Je peux cependant vous dire si vous vous souciez le moins du monde de mon avis que de tous vos livres celui-là est sans hésitation mon préféré. Je ne connais rien de plus beau qu’un vraiment « beau sujet ». Et quel beau sujet que celui-là ! si réel et qui s’accompagne de si grands, de si souples symboles pour peu qu’on y songe. Je crois de plus en plus que l’artiste a devant lui son œuvre à laquelle il ne doit rien changer (ce serait là le facile, changer, inventer hors du réel), le malaisé étant de le dévoiler entièrement, d’en respecter tous les contours, de mettre le ciseau dans le bloc exactement où l’on voit la statue.
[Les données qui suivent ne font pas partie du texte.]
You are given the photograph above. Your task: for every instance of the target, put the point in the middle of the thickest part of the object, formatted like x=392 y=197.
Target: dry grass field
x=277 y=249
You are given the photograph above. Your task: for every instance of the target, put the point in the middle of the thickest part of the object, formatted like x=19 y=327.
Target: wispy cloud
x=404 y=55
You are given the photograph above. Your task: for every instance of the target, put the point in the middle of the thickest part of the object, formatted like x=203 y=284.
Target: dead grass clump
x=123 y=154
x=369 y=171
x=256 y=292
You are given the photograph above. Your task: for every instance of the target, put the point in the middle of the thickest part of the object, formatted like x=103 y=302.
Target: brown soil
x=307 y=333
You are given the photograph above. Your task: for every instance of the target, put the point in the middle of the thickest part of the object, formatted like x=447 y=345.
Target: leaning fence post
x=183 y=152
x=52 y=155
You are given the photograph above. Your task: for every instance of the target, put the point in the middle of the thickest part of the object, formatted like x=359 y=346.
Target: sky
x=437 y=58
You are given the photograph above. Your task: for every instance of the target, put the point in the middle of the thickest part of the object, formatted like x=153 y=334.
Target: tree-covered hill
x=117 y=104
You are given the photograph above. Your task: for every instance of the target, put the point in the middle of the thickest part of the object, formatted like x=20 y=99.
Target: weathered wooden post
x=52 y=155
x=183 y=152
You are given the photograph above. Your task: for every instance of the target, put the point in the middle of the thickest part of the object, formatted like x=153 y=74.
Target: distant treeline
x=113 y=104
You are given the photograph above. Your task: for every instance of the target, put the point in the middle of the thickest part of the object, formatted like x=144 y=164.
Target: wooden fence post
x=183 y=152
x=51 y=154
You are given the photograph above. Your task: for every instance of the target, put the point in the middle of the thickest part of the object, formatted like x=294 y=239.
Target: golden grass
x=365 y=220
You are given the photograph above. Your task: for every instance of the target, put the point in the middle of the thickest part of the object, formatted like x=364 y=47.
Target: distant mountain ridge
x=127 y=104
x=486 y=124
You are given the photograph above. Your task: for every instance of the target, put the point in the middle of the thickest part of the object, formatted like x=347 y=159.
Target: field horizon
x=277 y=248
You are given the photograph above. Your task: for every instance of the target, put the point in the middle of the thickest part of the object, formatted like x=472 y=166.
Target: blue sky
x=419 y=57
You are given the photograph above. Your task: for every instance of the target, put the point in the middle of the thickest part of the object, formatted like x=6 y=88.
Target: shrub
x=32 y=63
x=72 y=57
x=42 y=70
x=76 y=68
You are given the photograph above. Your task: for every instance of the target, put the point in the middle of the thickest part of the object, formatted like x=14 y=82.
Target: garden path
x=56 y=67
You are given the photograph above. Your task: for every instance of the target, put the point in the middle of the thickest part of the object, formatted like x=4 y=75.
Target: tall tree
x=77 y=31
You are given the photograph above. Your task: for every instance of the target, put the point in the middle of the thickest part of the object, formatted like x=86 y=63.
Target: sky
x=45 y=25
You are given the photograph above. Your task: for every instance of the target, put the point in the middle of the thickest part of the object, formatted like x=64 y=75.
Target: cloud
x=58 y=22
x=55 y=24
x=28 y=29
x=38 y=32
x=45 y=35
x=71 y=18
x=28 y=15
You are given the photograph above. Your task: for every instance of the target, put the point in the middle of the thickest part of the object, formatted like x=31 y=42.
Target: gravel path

Comme il eût été facile de gâter un sujet pareil, de le rapetisser ou de l’allonger par l’analyse de le surcharger de personnages secondaires et d’incidents postiches. Or avec une simplicité de tragédie classique, Ma figure n’a d’autre source de son émotion et de ses péripéties que dans le développement naturel, sans intervention de l’auteur, sans causes efficientes surajoutées, de la situation initiale donnée. Vous savez si bien, sans donner d’explications, montrer dans les actes et les propos de vos personnages la spontanéité ou les réactions de leurs sentiments que le livre transporté presque tel quel au théâtre serait un drame bien poignant, bien neuf, et dont la situation si aisément allégorique permettrait à chacun de substituer au besoin à la laideur, tel autre secret qu’il dérobe à l’amour. (Et à ce propos je me demandais si c’est ainsi que vous aviez procédé en travaillant, ou si vraiment vous aviez pu, vous dont le destin a reflété la beauté de votre sourire, vivre sincèrement la vie d’une laide).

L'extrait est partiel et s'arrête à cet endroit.